La Bolsa de Fráncfort cerró el lunes con un incremento del 0,19%, alcanzando los 25.114,25 puntos en su índice DAX 40. Este modesto ascenso se produce en un contexto de creciente incertidumbre por la situación en Oriente Medio, especialmente tras el cierre del estrecho de Ormuz por parte de Irán, lo que ha provocado una escalada en los precios del petróleo. La reacción de los mercados ha sido cautelosa, reflejando la complejidad de la situación geopolítica que podría tener repercusiones a nivel global.
El presidente de Estados Unidos, Donald Trump, anunció que reestablecerá el bloqueo naval contra Irán, lo que ha generado un clima de preocupación entre los inversores. La decisión de Washington de exigir una compensación del 20% por la protección de los buques que transitan el estratégico estrecho de Ormuz intensifica la tensión entre ambas naciones. El Ejército iraní, por su parte, ha respondido con firmeza, afirmando que no permitirá la interferencia de Estados Unidos en la gestión de esta vital ruta marítima.
En este contexto, el precio del barril de petróleo Brent ha registrado un notable aumento, superando el 4,6% hasta alcanzar los 79,5 dólares. Este incremento en el costo del crudo impacta directamente en las expectativas inflacionarias y en las decisiones de política monetaria que puedan adoptar los bancos centrales en el futuro cercano. La rentabilidad de la deuda soberana, tanto en Estados Unidos como en Europa, también ha aumentado, reflejando el temor a una posible inflación provocada por estas tensiones geopolíticas.
En el ámbito corporativo, algunas empresas han mostrado comportamientos diversos. La multinacional química BASF experimentó un crecimiento del 2,7%, cerrando en 48,85 euros, mientras que el distribuidor de productos químicos Brenntag avanzó un 3,6%, alcanzando los 58,26 euros. Estos incrementos sugieren que, a pesar de la incertidumbre general, ciertos sectores pueden beneficiarse de la volatilidad del mercado.
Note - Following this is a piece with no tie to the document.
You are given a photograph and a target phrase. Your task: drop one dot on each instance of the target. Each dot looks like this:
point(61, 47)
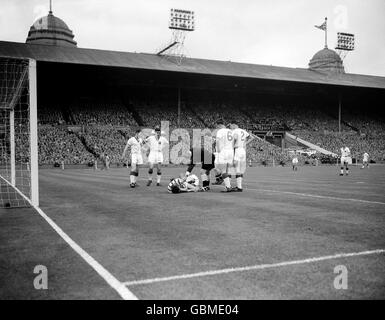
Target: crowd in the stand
point(104, 128)
point(57, 145)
Sin embargo, no todos los actores del mercado tuvieron un desempeño positivo. Infineon, fabricante de semiconductores, sufrió una caída del 2,9%, cerrando en 70,37 euros, lo que refleja una tendencia bajista que ha afectado a los valores tecnológicos a nivel global, tanto en Europa como en Estados Unidos y Asia. La empresa de tecnología sanitaria Fresenius también mostró resultados negativos, con una baja del 2,1%, aunque su filial Fresenius Medical Care experimentó un leve aumento del 2,4%.
El sector aéreo también se vio afectado por las tensiones internacionales, con Lufthansa reportando una disminución del 4,1%, cerrando en 9,11 euros, y TUI, el operador turístico, cediendo un 1,1%, hasta los 7,07 euros. Estas caídas evidencian cómo la inestabilidad en Oriente Medio puede repercutir en la confianza de los inversores en sectores que dependen en gran medida del turismo y los viajes internacionales.
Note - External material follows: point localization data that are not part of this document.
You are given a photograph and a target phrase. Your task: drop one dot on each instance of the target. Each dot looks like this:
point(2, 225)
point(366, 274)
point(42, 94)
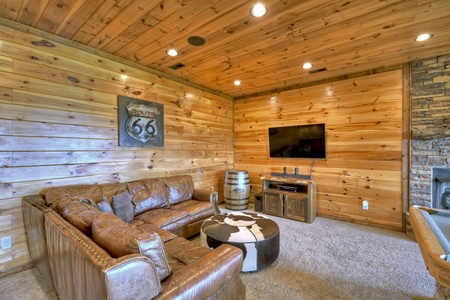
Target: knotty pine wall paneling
point(363, 118)
point(58, 126)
Así, la Bolsa de Fráncfort, aunque logró un cierre positivo, se encuentra en un entorno de riesgo y volatilidad que podría definir su desempeño en los próximos días. Los inversores deberán estar atentos a la evolución de la situación en Oriente Medio, así como a las reacciones de los bancos centrales ante la presión inflacionaria que se vislumbra en el horizonte.